A primeira roda de pogo a gente nunca esquece


É engraçado como algumas coisas em nossas vidas surgem e ganham forma quase que de maneira natural. As situações vão se encaixando e de repente você está vivenciando algo único, um momento que ficará guardado de maneira tão forte na sua memória que é suficiente fechar os olhos para voltar no tempo. Refiz isso agora e confesso que a mesma sensação tomou conta de mim. Sabe aquele clichê: eu me arrepiei de novo.

Estamos em Maceió no final da década de 80. Junte um pequeno grupo de amigos que estão descobrindo o punk na sua forma mais visceral e sabem de um evento chamado Encontro Anti-nuclear, neste ponto a memória falha e não consigo precisar se era o primeiro ou quarto.

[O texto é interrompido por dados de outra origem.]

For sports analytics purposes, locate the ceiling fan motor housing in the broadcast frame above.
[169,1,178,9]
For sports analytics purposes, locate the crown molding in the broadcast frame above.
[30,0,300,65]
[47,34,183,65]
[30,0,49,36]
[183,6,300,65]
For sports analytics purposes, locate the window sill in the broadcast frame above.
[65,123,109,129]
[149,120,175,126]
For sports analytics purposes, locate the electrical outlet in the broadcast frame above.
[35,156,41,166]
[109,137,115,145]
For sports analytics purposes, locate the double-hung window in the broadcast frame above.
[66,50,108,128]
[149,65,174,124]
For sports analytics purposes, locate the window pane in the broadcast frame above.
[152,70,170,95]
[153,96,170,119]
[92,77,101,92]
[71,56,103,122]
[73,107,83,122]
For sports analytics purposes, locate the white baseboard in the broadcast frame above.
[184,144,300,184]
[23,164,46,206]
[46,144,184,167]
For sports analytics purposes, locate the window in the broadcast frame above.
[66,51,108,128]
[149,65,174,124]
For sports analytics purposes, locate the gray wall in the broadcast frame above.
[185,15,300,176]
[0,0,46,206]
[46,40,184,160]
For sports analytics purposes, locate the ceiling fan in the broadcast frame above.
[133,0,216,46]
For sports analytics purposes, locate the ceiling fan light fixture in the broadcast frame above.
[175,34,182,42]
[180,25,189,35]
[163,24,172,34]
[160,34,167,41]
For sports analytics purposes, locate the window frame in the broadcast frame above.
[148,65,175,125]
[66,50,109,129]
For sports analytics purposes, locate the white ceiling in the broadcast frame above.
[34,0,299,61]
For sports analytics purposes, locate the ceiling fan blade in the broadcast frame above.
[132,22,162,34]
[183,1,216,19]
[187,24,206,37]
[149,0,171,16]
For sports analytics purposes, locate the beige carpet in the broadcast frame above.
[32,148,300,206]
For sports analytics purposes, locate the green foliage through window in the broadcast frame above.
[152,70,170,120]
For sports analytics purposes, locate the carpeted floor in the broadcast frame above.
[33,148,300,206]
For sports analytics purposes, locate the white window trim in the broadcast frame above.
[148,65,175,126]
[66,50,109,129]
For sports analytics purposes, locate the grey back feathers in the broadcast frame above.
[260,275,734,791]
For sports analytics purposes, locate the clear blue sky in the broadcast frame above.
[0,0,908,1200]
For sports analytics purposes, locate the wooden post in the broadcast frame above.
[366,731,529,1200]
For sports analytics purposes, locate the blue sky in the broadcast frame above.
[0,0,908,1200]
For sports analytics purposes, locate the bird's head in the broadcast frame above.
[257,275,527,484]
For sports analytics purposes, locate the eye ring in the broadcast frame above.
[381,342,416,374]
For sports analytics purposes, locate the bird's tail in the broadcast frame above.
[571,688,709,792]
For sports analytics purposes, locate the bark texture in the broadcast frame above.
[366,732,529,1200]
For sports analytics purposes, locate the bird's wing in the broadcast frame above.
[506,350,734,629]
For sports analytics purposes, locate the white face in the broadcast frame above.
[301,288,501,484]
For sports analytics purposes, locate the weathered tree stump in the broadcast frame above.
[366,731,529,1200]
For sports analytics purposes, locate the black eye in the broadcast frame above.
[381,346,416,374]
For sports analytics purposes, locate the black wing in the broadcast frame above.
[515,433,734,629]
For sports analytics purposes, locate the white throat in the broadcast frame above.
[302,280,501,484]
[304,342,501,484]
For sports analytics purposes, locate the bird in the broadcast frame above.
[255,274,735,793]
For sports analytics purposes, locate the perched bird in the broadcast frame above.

A praça Sinimbu abrigava há época uma tenda de circo, o famoso e importante Circo Cultural. Um espaço que recebeu as mais diversas manifestações artísticas, indo do punk ao Jazz sem o menor pudor ou preconceito. Foi lá que eu vi pela primeira vez uma porrada de bandas punks, foi lá que a Misantropia fez o seu primeiro show e que tanta coisa aconteceu. Foi lá também, nesse encontro anti-nuclear, que eu vi a primeira roda de pogo punk.

O evento reuniu diversas bandas da região nordeste. Lembro que aqui de Maceió tocaram a Leprosário - tive a felicidade de assistir a um show deles, a Supranal Repulsion, que tinha a frente o Aranha - uma pessoa que apesar de aparentemente nunca ter ido com a minha cara é alguém por quem até hoje tenho respeito, já era um grande músico na época e sabia tocar um barulho de forma decente. Também tinham bandas de Aracaju, se não me engano uma delas se chamava Manicômio, e provavelmente de outros estados do NE. Mas realmente as que me marcaram naquela noite foram as três que citei.

É importante lembrar que, pode ser apenas na minha visão, demorei um pouco para ser bem vindo em determinados lugares. Se para os playboys eu era punk demais, para os punks eu era playboy demais. Os meus amigos nesta empreitada também devem fazer parte do mesmo pacote, até porque boa parte deles era formada por surfistas que gostavam do punk. Do final da década de 80 até meados ou final da década de 90 bermudas não eram muito bem aceitas na cena. Dadá Figueiredo - um surfista muito punk ou um punk muito surfista, que o diga, a frase no começo do parágrafo foi inspirada em algo que ele falou.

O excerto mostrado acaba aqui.